I was discussing the book with David Hayden of Reaktion Books, and the name Deirdre Madden sprung up, whose latest novel Time Present and Time Past I’d just read. I said that I’d hugely enjoyed her earlier book Molly Fox’s Birthday, and that although that judgment stood – that it was a good book – I honestly wouldn’t have been able to tell you anything that happened in it at all.

What books have stayed with me, then? For new novels, Zoe Pilger’s helter-skelter semi-satire Eat My Heart Out and Emma Jane Unsworth’s more groundedly rambunctious Animals both offered up visions of contemporary Britain that I found winning and accurate, or appropriately overdone.

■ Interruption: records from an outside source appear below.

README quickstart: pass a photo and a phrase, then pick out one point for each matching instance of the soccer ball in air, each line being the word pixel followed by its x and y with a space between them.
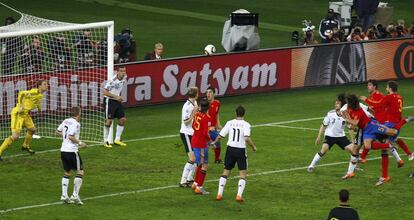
pixel 209 49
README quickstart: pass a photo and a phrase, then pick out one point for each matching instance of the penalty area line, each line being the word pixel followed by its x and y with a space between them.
pixel 169 187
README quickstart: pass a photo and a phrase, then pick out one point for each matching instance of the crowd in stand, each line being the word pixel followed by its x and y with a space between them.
pixel 331 31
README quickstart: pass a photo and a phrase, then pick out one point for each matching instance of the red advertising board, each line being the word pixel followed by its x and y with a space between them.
pixel 233 74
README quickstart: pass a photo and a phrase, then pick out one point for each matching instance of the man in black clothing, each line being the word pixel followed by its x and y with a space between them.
pixel 344 210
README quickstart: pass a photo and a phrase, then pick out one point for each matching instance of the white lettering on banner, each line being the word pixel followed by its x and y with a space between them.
pixel 222 80
pixel 57 97
pixel 266 74
pixel 143 88
pixel 170 87
pixel 240 78
pixel 189 79
pixel 262 75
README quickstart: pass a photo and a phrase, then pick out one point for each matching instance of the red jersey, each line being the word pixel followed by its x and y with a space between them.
pixel 213 112
pixel 379 111
pixel 201 124
pixel 393 106
pixel 360 115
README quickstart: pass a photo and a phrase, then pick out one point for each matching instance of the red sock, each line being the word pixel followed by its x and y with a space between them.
pixel 385 161
pixel 403 146
pixel 400 124
pixel 377 145
pixel 202 176
pixel 217 152
pixel 197 174
pixel 364 153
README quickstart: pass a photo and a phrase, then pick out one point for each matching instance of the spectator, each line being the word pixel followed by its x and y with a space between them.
pixel 156 54
pixel 60 52
pixel 10 49
pixel 372 33
pixel 309 35
pixel 356 35
pixel 125 47
pixel 344 210
pixel 85 48
pixel 33 56
pixel 328 23
pixel 366 10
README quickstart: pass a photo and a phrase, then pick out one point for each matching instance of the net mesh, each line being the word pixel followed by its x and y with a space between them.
pixel 73 62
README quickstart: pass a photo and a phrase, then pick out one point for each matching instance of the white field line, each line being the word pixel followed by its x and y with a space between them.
pixel 176 135
pixel 169 187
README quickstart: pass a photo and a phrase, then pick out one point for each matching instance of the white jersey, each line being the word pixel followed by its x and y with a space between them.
pixel 335 124
pixel 237 129
pixel 364 107
pixel 188 108
pixel 115 86
pixel 69 127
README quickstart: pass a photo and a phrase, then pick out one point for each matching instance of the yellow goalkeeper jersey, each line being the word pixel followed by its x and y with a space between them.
pixel 29 100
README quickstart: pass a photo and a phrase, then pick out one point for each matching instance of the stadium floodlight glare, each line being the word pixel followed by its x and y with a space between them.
pixel 75 59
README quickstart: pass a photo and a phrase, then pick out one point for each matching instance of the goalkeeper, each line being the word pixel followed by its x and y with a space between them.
pixel 20 116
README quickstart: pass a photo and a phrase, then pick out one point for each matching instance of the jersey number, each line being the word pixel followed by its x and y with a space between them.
pixel 236 130
pixel 66 131
pixel 197 123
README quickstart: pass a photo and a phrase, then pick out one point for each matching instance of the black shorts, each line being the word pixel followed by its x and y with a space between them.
pixel 342 142
pixel 71 161
pixel 186 139
pixel 233 155
pixel 113 109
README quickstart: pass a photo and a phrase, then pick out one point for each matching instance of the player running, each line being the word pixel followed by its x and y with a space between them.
pixel 239 133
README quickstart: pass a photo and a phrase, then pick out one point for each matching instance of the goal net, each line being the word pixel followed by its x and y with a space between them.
pixel 75 59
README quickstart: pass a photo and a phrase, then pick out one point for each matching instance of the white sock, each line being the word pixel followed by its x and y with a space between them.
pixel 242 184
pixel 119 130
pixel 110 138
pixel 65 184
pixel 315 160
pixel 222 183
pixel 395 154
pixel 352 164
pixel 77 184
pixel 187 169
pixel 106 133
pixel 190 176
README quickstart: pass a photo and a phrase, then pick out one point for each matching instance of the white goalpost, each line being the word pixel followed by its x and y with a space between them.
pixel 75 59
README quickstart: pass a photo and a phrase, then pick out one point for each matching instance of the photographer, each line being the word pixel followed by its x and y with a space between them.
pixel 125 47
pixel 356 35
pixel 328 23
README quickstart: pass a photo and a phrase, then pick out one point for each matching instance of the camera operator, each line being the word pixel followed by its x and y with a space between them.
pixel 328 23
pixel 10 49
pixel 85 48
pixel 357 35
pixel 125 47
pixel 33 56
pixel 60 52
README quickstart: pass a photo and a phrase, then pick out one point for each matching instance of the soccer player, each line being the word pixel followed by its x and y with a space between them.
pixel 392 105
pixel 113 107
pixel 71 160
pixel 20 116
pixel 201 125
pixel 239 133
pixel 186 133
pixel 371 128
pixel 213 111
pixel 333 127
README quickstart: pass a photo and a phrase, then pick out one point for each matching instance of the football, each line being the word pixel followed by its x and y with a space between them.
pixel 209 49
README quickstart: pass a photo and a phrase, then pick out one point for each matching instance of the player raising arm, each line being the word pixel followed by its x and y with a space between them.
pixel 239 133
pixel 20 116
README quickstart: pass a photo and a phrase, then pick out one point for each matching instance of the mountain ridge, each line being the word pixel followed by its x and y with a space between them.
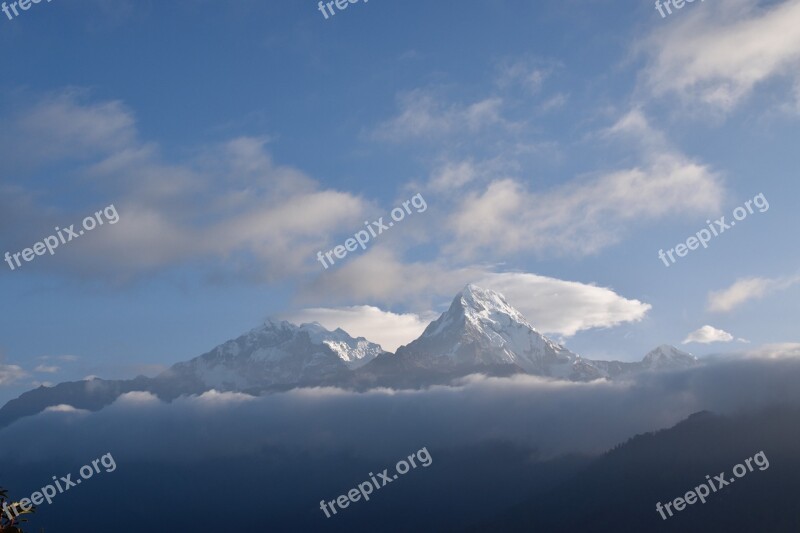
pixel 479 333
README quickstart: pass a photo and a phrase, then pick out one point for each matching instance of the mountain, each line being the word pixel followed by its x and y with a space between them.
pixel 479 333
pixel 481 330
pixel 618 492
pixel 663 358
pixel 274 356
pixel 277 353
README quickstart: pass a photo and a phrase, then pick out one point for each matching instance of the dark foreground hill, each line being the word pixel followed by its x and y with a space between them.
pixel 619 491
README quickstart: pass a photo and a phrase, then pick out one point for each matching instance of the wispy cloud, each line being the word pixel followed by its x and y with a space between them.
pixel 721 51
pixel 583 217
pixel 423 116
pixel 745 290
pixel 707 335
pixel 232 207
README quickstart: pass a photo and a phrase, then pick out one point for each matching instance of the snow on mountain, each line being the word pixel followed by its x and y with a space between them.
pixel 277 353
pixel 482 329
pixel 668 357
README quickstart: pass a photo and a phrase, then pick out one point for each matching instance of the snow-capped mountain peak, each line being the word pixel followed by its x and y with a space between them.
pixel 482 329
pixel 666 356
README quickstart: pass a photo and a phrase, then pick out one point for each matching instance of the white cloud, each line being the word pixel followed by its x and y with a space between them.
pixel 582 218
pixel 390 330
pixel 232 207
pixel 786 350
pixel 746 289
pixel 562 307
pixel 423 115
pixel 707 335
pixel 552 305
pixel 718 53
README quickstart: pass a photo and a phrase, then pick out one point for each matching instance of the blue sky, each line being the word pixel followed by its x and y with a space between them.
pixel 558 146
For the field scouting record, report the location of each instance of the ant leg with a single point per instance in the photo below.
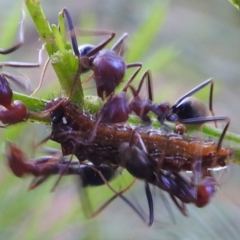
(119, 194)
(201, 120)
(74, 39)
(113, 198)
(20, 42)
(118, 46)
(24, 64)
(181, 206)
(150, 203)
(196, 89)
(139, 106)
(41, 78)
(186, 108)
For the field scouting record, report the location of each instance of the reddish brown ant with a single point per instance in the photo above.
(43, 167)
(16, 111)
(143, 166)
(186, 109)
(108, 67)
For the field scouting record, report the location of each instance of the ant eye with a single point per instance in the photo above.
(85, 49)
(190, 107)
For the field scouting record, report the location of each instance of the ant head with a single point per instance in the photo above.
(84, 49)
(190, 107)
(55, 110)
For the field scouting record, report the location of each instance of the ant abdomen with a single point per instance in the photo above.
(136, 162)
(190, 107)
(205, 191)
(5, 92)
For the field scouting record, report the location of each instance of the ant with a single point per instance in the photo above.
(16, 111)
(186, 110)
(43, 167)
(142, 165)
(108, 67)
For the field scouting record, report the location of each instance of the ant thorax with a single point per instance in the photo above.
(71, 127)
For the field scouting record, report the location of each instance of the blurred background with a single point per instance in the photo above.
(183, 43)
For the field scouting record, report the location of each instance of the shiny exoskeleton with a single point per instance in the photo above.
(12, 112)
(107, 65)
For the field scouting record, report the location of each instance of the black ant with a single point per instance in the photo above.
(186, 110)
(108, 67)
(16, 111)
(43, 167)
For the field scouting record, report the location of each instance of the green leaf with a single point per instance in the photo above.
(235, 3)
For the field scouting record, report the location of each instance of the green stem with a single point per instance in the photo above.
(61, 56)
(66, 66)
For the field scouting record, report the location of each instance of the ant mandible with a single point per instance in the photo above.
(108, 67)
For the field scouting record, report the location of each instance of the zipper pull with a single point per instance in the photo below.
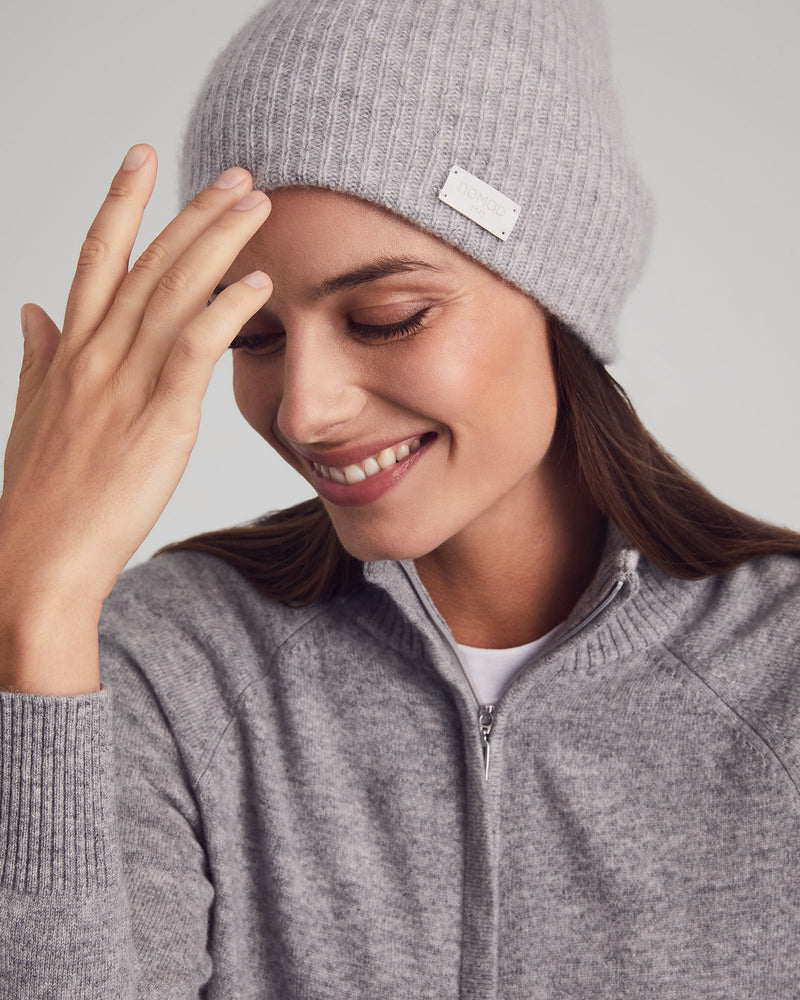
(485, 723)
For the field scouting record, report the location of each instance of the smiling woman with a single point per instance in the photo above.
(510, 709)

Unsworth’s had the thing I thought Pilger’s lacked (though there was more at stake in Pilger) – a sense of where the character might be heading at the end of the dark trip of the narrative. Thinking back on Pilger’s book now, it occurs to me – and I wonder if it’s occurred to her– that Anne-Marie would make a superb recurring character. She’s great at showing where London is, a decade or so into the century. She’d be a useful guide to future moments, too.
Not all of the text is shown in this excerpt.